Vivo en Wellesley, un pueblecito a treinta kilómetros de Boston. Un
suburbio riquísimo de una de las zonas más ricas del país más rico del mundo.
El resultado de la suma de todos estos superlativos es exquisito: es un lujo
sólido y antiguo. Estados Unidos nació aquí, en New England, y aquí se asienta
una especie de aristocracia, familias que pueden remontarse en su apellido por
dos siglos. Cuando llego, a mediados de enero, descubro con deleite que estoy
instalada en un paisaje de mi infancia: es el paisaje de las tarjetas de Navidad.
Bellísimas casas de madera del siglo XIX, con porches y columnas; jardines
nevados, abetos escarchados, coronas de muérdagos en las ventanas y, en los
aleros, un festón de carámbanos que parecen de azúcar. Cuando les explico a
los norteamericanos que nuestras felicitaciones, antaño llamadas christmas para
más inri, reproducen paisajes nevados, aunque en España apenas nieve, y casas
de balaustradas y maderas, aunque sea un estilo arquitectónico allí inexistente,
y coronas de muérdago, aunque este adorno jamás ha formado parte de
nuestras tradiciones navideñas, los pobres se quedan admirados. La verdad es
que si me detengo a pensarlo yo también me admiro.

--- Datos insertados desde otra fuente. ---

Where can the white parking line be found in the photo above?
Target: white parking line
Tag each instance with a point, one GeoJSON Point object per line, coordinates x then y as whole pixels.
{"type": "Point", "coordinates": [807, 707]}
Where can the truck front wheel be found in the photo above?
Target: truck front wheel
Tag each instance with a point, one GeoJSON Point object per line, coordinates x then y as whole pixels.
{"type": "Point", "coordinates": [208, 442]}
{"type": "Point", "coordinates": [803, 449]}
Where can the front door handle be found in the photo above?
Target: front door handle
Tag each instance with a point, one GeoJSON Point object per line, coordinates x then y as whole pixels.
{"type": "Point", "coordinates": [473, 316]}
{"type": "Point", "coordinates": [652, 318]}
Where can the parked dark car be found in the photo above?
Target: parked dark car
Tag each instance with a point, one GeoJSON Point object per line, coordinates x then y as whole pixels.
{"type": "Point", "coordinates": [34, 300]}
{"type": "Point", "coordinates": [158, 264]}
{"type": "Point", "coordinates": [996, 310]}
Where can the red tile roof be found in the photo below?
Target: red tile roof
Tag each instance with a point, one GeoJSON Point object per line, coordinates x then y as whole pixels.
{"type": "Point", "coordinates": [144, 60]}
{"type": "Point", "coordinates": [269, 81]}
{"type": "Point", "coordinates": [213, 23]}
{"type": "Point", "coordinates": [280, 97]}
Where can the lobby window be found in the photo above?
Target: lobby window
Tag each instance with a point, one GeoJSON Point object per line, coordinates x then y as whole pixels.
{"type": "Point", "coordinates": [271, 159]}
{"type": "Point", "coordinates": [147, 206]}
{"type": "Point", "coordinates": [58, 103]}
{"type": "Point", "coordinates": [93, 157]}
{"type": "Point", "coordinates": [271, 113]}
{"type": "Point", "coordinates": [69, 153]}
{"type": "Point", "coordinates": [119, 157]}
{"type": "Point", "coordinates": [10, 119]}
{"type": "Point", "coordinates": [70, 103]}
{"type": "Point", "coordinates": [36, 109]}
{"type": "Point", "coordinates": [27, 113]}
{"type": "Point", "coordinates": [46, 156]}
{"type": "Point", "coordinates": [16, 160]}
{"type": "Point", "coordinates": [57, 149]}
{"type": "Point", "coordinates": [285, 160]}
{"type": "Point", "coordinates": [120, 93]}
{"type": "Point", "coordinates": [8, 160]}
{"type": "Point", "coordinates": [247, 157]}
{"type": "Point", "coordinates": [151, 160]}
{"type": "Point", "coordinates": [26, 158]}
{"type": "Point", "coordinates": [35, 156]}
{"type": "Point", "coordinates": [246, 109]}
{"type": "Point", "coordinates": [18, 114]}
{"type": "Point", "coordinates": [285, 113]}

Poco a poco voy constatando lo mucho que yo sé sobre los
norteamericanos y lo poquísimo que ellos saben sobre mí, como ente español y
forastero. No es sólo el hecho de que esté más o menos informada de su
geografía, su historia política, su presente. Es, sobre todo, que me sé las
canciones de Glenn Miller, por ejemplo; que conozco su pasado folclórico; que
soy capaza de citar más tribus de indios norteamericanos que ellos mismos;
que soy yo quien, a veces, dice el título de esa película estadounidense de los
años cincuenta que los demás asistentes a la reunión, todos del país, no
consiguen recordar. En suma, me sé todos sus símbolos, sus mitos y sus ritos.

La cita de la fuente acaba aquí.